Authors: Youssef Ziedan
Weeks after I arrived the abbot asked me to spend part of each day in the building on the left as one comes in through the dilapidated gate. The building consists of a single large hall on the
western side of the monastery. He said he would set the building aside as a clinic for any sick people who might come from the nearby houses and villages. He said I could also turn it into a
library where I could arrange my books and some of the other books which were piled up in boxes in the room next to the refectory. I liked the idea and at first I spent long days there without any
patients coming. I took the opportunity to have a look at my books again and browse through the books which I took out of the boxes. Most of them were New Testaments and prayer books. I arranged
the books on wooden shelves which the village carpenter skilfully made, just as I had commissioned, all along the western wall opposite the side with the window overlooking the level inner
courtyard of the monastery. I organized the books by subject: medicine and pharmacy first, then history and literature, and before all else books on Christianity. In the middle of the hall the
carpenter successfully repaired the table and chairs, and so I ended up with the library of which I had long dreamed. I was at ease there because it was as far as possible from the mysterious and
frightening building which lay right on the other side.
Two days before the carpenter finished his work we were at the door of the big church after the end of Sunday mass and a plump boy of about fifteen was sitting on a stone in the corner of the
open space which stretches from the monastery buildings to my own building on the western side. The abbot called him and he came running up, happy for no particular reason. The abbot told me I
could use the boy’s help in the work of the library and treating the sick, and he suggested that he hoped the boy would learn useful things from me. I nodded my head in consent and after
invoking a blessing for us he added, ‘He’ll be helpful to you, because he’s a good boy and his name is Deacon.’
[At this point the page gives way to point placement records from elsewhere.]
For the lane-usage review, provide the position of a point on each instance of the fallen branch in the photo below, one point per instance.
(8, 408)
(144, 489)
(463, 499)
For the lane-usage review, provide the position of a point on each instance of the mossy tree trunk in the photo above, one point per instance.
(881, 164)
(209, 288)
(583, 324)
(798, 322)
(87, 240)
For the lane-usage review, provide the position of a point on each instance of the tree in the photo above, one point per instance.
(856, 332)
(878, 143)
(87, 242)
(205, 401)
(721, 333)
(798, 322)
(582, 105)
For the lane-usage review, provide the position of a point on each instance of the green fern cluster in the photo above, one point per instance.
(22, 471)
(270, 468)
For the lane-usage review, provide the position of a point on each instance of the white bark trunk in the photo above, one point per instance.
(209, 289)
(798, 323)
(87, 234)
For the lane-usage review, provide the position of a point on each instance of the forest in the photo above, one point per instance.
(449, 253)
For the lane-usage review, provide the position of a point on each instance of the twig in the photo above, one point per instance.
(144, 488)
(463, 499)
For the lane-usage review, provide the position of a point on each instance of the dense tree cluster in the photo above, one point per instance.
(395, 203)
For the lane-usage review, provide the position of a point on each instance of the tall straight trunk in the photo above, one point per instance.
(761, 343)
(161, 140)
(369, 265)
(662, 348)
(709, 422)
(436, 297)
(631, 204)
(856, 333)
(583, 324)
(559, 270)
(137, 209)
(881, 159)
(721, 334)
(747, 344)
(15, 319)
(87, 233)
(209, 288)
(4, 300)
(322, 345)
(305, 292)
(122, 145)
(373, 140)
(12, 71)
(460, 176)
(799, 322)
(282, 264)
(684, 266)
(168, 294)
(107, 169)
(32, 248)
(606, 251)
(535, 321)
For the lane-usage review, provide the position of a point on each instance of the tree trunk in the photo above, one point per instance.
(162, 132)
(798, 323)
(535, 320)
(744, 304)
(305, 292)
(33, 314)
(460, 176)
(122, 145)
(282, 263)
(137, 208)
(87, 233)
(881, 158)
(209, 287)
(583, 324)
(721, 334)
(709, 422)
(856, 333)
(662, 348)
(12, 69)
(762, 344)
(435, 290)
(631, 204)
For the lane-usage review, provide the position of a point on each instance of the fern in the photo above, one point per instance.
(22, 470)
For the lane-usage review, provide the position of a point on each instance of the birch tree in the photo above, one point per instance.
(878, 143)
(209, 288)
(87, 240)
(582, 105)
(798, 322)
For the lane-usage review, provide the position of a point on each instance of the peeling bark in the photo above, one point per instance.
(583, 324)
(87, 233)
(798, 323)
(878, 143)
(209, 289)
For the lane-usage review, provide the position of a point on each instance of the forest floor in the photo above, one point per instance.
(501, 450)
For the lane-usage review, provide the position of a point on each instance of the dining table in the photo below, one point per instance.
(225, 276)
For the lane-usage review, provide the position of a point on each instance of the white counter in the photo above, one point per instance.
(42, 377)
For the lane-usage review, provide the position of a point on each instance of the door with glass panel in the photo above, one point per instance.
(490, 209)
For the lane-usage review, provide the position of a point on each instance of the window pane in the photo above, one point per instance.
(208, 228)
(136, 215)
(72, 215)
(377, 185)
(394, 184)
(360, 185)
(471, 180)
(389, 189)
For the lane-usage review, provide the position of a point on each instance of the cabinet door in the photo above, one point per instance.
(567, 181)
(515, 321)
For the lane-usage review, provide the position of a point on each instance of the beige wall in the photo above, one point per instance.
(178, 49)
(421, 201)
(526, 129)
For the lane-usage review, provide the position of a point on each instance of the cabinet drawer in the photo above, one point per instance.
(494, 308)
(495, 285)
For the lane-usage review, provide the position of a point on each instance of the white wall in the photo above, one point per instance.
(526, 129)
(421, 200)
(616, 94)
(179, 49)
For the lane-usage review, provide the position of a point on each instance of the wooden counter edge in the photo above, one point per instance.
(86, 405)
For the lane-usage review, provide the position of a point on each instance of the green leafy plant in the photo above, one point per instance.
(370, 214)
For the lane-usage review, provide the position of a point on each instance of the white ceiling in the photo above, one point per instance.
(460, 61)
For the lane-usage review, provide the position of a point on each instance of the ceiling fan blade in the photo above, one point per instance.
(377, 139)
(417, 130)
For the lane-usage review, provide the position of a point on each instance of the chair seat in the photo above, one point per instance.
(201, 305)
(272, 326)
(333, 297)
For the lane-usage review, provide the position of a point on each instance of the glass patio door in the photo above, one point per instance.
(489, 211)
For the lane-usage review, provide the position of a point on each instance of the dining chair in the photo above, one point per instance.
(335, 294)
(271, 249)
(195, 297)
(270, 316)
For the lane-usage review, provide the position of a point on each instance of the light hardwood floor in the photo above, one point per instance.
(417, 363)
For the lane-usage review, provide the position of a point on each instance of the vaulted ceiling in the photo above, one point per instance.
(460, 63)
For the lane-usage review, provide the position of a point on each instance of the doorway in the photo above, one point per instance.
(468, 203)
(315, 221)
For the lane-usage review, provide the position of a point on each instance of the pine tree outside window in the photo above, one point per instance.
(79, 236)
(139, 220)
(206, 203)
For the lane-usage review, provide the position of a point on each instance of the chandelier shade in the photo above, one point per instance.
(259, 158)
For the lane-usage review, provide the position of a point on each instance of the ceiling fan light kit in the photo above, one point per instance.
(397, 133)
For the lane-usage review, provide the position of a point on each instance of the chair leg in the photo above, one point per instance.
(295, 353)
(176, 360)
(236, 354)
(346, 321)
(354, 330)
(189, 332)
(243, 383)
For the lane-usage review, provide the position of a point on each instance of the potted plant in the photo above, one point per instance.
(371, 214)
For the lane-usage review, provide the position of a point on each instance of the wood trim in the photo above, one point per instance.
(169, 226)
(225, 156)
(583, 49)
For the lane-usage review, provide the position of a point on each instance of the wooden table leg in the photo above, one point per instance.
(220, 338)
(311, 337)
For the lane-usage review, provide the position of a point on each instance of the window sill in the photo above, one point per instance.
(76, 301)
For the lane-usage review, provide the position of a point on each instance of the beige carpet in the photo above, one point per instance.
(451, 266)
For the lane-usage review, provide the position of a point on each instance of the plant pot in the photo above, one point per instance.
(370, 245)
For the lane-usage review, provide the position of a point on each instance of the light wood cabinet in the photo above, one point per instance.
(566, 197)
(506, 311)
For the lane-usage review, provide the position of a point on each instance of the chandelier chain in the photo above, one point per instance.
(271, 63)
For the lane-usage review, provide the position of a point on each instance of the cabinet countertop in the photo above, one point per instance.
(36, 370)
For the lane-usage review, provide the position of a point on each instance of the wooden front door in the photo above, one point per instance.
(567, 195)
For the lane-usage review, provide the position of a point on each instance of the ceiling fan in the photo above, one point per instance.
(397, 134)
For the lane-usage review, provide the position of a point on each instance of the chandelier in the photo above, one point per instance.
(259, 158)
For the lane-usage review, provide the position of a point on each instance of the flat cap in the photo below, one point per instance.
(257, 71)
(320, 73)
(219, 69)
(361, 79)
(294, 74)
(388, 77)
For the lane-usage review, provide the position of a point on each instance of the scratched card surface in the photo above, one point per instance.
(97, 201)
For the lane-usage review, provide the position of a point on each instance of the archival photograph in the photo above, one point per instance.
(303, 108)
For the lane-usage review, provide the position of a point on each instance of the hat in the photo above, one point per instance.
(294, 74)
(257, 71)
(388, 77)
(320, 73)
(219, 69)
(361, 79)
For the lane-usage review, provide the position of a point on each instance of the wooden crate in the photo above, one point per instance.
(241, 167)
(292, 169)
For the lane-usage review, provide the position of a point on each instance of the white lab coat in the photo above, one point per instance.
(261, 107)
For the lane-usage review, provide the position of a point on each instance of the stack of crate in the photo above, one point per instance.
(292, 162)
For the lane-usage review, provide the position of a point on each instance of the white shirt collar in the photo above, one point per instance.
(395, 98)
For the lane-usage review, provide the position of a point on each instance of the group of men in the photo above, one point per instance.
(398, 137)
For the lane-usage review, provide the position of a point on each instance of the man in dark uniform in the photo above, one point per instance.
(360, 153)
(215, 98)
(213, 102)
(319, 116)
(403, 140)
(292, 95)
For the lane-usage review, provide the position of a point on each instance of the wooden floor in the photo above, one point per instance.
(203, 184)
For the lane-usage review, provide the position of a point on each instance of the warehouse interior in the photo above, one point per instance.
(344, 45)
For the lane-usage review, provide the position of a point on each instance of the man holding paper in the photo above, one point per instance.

I smiled when I heard the boy’s name, Deacon. His appearance and age did not suggest he was a deacon. Was he given that name in the hope that one day he would become one? At the goat pen I
asked the boy and he told me the abbot gave him that name when he was still a baby. I was surprised and the boy seemed to have no objection to telling me more. I sat on the wall overlooking the
plain to the west and the boy told me how they found him as a baby at the door of the big church one Sunday morning. He was two days old and so weak that he did not have the strength to cry. The
abbot offered him to the local Christian women, for one of them to take him but none of them was willing. But a poor woman, one of the initiates, volunteered to breastfeed him twice a day, and the
wife of the village priest volunteered to give him shelter in her house. So they joined forces to help him and the abbot gave him the name Deacon.
‘The mother I never knew abandoned me because she was afraid,’ said the boy.
I was amazed at the simplicity with which the boy told his story, without any regret or shame, as though he were telling an ordinary tale which could happen to anyone. That was the first lesson
I learnt in this monastery and it was very useful in a mysterious way. We have no need to be ashamed of things imposed upon us, whatever they be, as long as we were not responsible for them. To a
great extent that helped me forget what my mother had done to me in my childhood, and what I had done and had not done because of my fear and my weakness.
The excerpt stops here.